インターネット史(いんたーねっとし)
最終更新:2026/4/25
インターネットの起源から発展、現代に至るまでの歴史を記述した学問分野である。
ポイント
インターネットは、もともとアメリカ国防総省のARPANETとして始まり、学術研究や情報共有の目的で発展してきた。その後の商業化により、世界中の人々に利用されるようになった。
インターネットの起源
インターネットの直接的な起源は、1969年にアメリカ国防総省の高等研究計画局(ARPA)が構築したARPANETに遡る。ARPANETは、分散型のネットワーク構造を採用し、核攻撃時にも通信が途絶えないように設計された。当初は、大学や研究機関を結びつけ、研究者間の情報共有を目的としていた。
TCP/IPプロトコルの開発
1970年代には、TCP/IPプロトコルが開発され、異なるネットワーク間の相互接続が可能になった。TCP/IPは、データの送受信方法を標準化し、インターネットの基盤となる技術となった。このプロトコルにより、ARPANET以外のネットワークもインターネットに接続できるようになり、ネットワークの規模が拡大していった。
World Wide Webの登場
1989年、ティム・バーナーズ=リーは、World Wide Web(WWW)を考案した。WWWは、ハイパーテキストを用いて情報を整理し、インターネット上で容易にアクセスできるようにした。WWWの登場により、インターネットは、研究者だけでなく、一般の人々にも利用されるようになった。
インターネットの商業化
1990年代には、インターネットの商業化が進み、多くの企業がオンラインビジネスを開始した。電子商取引(EC)やオンライン広告などの新しいビジネスモデルが登場し、インターネットは経済活動の中心的な要素となった。また、この時期には、インターネットサービスプロバイダ(ISP)が登場し、一般家庭へのインターネット接続サービスを提供するようになった。
モバイルインターネットの普及
2000年代以降、モバイルインターネットの普及により、スマートフォンやタブレットなどのモバイルデバイスからインターネットにアクセスすることが容易になった。モバイルインターネットは、人々の生活様式やコミュニケーションの方法に大きな変化をもたらした。

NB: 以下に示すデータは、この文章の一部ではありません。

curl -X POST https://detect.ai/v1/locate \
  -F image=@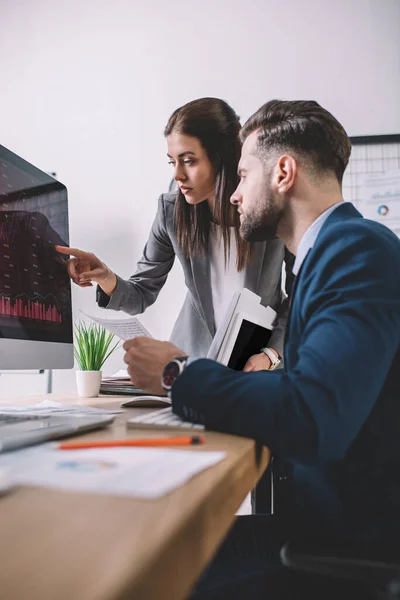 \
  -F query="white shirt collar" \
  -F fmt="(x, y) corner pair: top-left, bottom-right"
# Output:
(292, 201), (343, 275)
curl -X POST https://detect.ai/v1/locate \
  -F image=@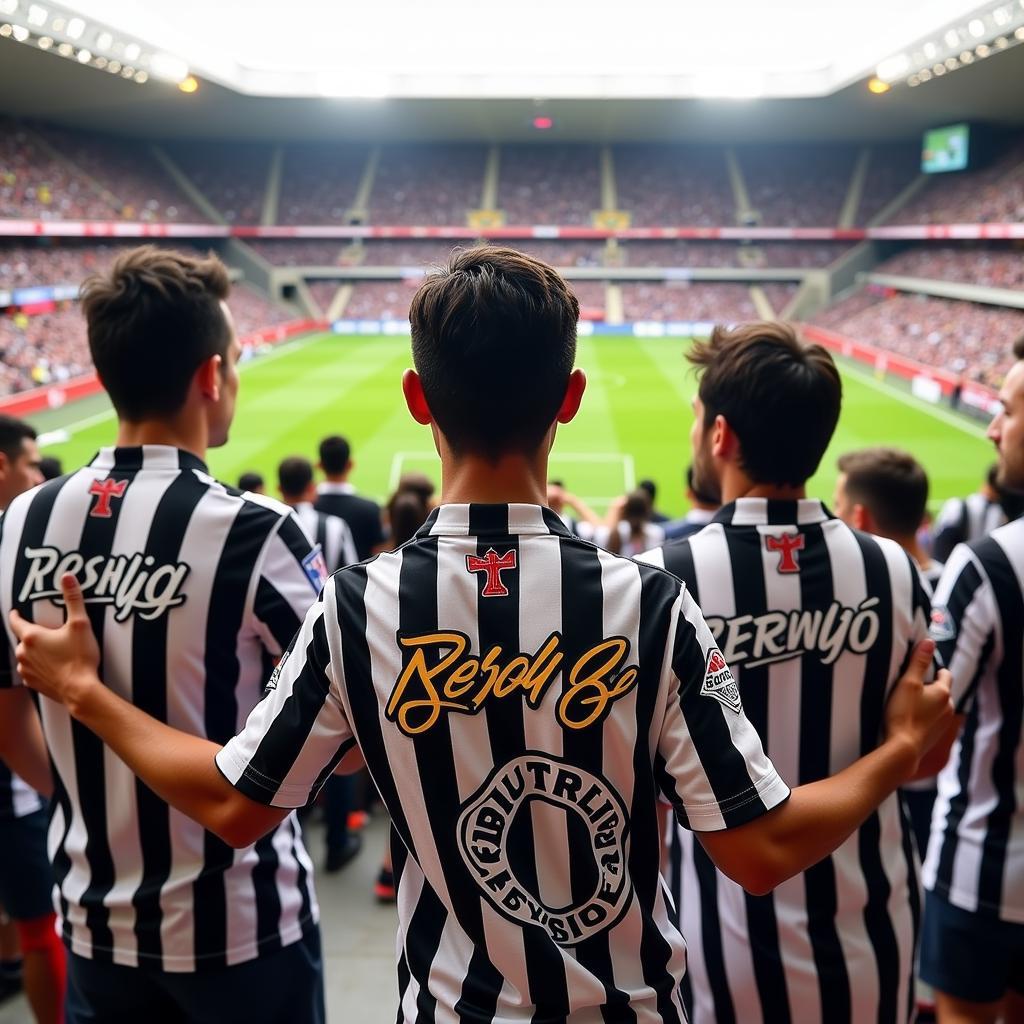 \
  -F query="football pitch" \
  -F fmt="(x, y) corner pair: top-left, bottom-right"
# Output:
(32, 334), (993, 515)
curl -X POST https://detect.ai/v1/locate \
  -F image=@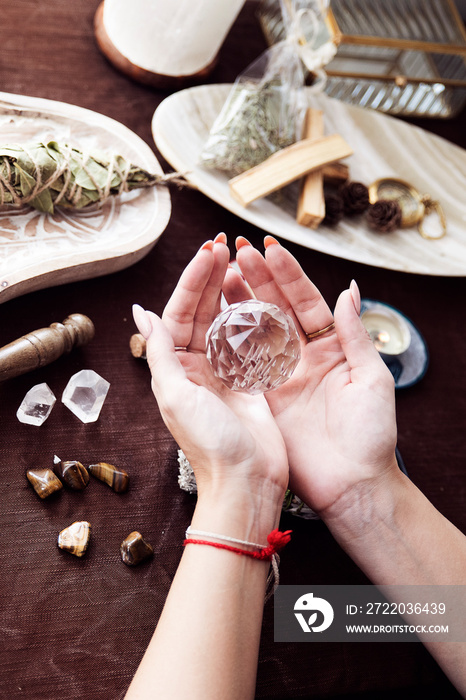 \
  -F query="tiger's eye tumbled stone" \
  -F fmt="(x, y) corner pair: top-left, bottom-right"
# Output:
(58, 520), (91, 557)
(89, 462), (129, 493)
(120, 531), (154, 566)
(53, 461), (89, 491)
(26, 469), (63, 498)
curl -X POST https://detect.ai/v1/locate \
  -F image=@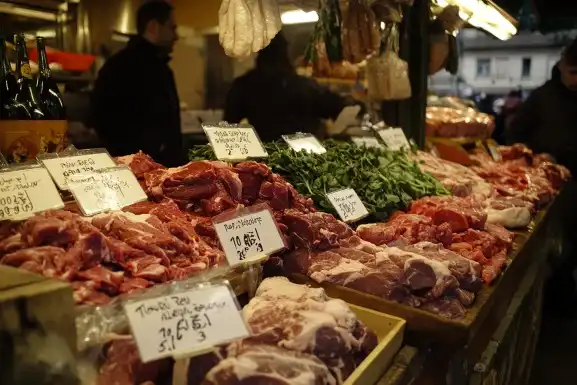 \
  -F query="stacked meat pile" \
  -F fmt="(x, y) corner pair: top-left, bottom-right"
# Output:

ソーシャルメディアやモバイルアプリなどの新しいサービスが登場し、インターネットは、より身近な存在となった。
近年の動向
近年では、IoT(Internet of Things)やAI(人工知能)などの新しい技術がインターネットと融合し、さらなる発展を遂げている。IoTは、様々なデバイスをインターネットに接続し、データを収集・分析することで、より効率的な社会を実現しようとしている。AIは、インターネット上の膨大なデータを学習し、人間のような知的な処理を行うことで、様々なサービスを向上させている。